Over the next couple of days, Jasper became the third Alberta town to burn, joining Slave Lake in 2011 and Fort McMurray in 2016.
Our skies and air regularly fill with smoke, it now seems like an annual occurrence. Weather reports contain smoke conditions and warnings. Fire “season” is now pretty much year round. New terms have entered our lexicon like “zombie fires” that never go out and “fire tornados”. Sadly, possibly because it is now a yearly thing, it is something we have become inured to.
The response, from political leaders and others, is to look at what immediate action to take to make it better. Whether it’s more funding for forest fire fighters, better forest management, “more logging”, better evacuation responses and warning systems, it is all woefully inadequate. We are literally missing the forest for the trees. That forest is the climate crisis.
Climate Crisis
We broadly understand we need to address climate change and reduce greenhouse gas emissions. It is understood that manmade GHG’s are warming the planet and action is required. We have seen some steps taken to reduce our dependence on fossil fuels. We are producing more renewable energy than ever, the sale of electric vehicles is booming, and climate denialism is waning. But for all that, we are not making real progress.
The challenge of climate crisis is huge. It is bigger than the individual actions we are taking, either as citizens or as governments. It is challenging our political and economic systems and even our abilities to think about how to go about dealing with it. At best, we are taking small steps in the right direction, at our worst we fall back into “what aboutism”.
To make real progress, we need to better understand not just climate change itself, but the challenge of our very human approaches to problem-solving.
Human Limitations
So finally, and the point of this post!, three books to help us wrap our heads around the challenge we are facing and the futility of our thinking and approach to date. This list is also intended to be read in the order presented, rather than in publication order.
The Ingenuity Gap
First is Thomas Homer-Dixon’s The Ingenuity Gap, published in 2000. This book is not about climate change. It is fundamentally about the limits of “human ingenuity” in addressing the increased complexity of our world. Homer-Dixon posits that as systems becomes more complex, be it in international trade, technology, or indeed the environment, these systems no longer respond in a linear manner. Part complexity theory, part chaos theory, The Ingenuity Gap shows how complex systems, and for our purposes that would be the climate, don’t specifically react to an action as intended or believed.
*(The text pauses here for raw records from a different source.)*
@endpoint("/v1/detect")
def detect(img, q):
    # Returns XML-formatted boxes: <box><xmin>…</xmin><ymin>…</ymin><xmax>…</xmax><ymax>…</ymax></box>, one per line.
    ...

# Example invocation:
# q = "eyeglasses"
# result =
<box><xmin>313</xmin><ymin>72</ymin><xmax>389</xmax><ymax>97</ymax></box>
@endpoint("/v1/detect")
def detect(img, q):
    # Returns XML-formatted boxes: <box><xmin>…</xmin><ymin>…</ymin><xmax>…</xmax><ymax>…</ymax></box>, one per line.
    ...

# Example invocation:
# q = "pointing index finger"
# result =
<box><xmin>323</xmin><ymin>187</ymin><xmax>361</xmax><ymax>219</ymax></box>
Human ingenuity is one of incrementalism, building on previous actions, either positively or negatively. It is how we have developed as a species, grown our civilisation and our economies. It is an approach that has served us well, growing into a world spanning and world altering species.
The “ingenuity gap” is the gap between our linear systems thinking and the non-linear systems we are increasingly surrounded by. Our historical linear approach to systems: “if we take action A, then B will result” is failing us in our complex interconnected world. This book lays out the limits of our problem solving abilities in today’s world.
Fire Weather
Next on the list is Fire Weather by John Vaillant. One of The New York Times Top Ten Books of 2023 and currently nominated for a Pulitzer Prize. It is nominally the story of The Beast, the Fort McMurray fire of 2016, the conflagration that led to 88,000 people being evacuated on a few hours notice and resulted in the destruction of much of the city. It is really about how our world has changed and we haven’t come to grips with that yet.
With each smoke filled day, forest fire is the most present indicator of that changed world. We can no longer say that climate change is something that will happen, it is here. In tracing “The Beast”, burning through the heart of the Alberta oil sands, Vaillant shows how our hotter world is challenging how we think about our forests, cities and how we live in this new environment.
The burning of Jasper, Ft McMurray, and Slave Lake, to name a few Canadian cities, is no accident. “Fire Weather” shows how the conflagrations we are seeing are completely man made. From anthropomorphic climate change, to the urban forest interface where we build, to how our homes are literal fire bombs, our hotter world is exploding around us.
Filled with interviews and commentary from those who lived through the Ft McMurray fire, several of whom I know, the common response from those involved is one of disbelief. Residents and first responders alike never thought this could happen.
Vaillant’s book is a clarion call to believe it. The climate crisis is here. The hotter world we were warned about is here, now.
The Ministry for the Future
The final book to read in this series is The Ministry for the Future by Kim Stanley Robinson. Robinson is a science fiction writer, and Ministry for the Future is a book of fiction. But, as the blurb on the cover states, it is “the best science fiction nonfiction novel”. The book essentially starts today with a cataclysmic heat dome over India that kills millions of people. It is a grim and shocking opening scene, but one that unfortunately is not far fetched. This year we saw over 1,300 pilgrims die during Haj and thousands more ddie during the July India heat wave.
The Guardian: Heat Inequality Causing Thousands of Unreported Deaths
The Ministry for the Future lays out the action needed to actually address climate change and reverse the self-destructive path we are on. It shows the extent of a system wide approach required to react to climate change already happening, to adapting to the future change already baked into our global climate, and to what is required to turn the corner and get us to the target of 350 ppm CO2 established as the safe level for humans on this planet.
*I was born at 319.48 ppm, reading on August 14, 2024 was 422.66 ppm
Kim Stanley Robinson shows that our response, to be able to return to the safe level of 350 ppm, requires an all-hands-on-deck approach. That approach needs to be system wide and concerted. Our response to the climate crisis, and yes it is a crisis, needs to include economic and trade systems, transportation networks, social structures, political systems, and how we work with the environment rather than opposed to it.
We Have Met the Enemy
The Earth is on fire. Dying coral reefs, burning forests, killer heat waves, glacial outbursts, and so many other cataclysmic events show us we are fully and completely in a climate crisis. So far, the climate modelling done has been proven right or understating the effects of our hotter world.
There is no magic bullet solution. As much as we might want a simple solution, there isn’t one. A carbon tax isn’t going to do it, particularly not at the same time as we build more pipelines and complain about the cost of gasoline. Buying an electric car is not a solution as long as we continue to build ever expanding cities.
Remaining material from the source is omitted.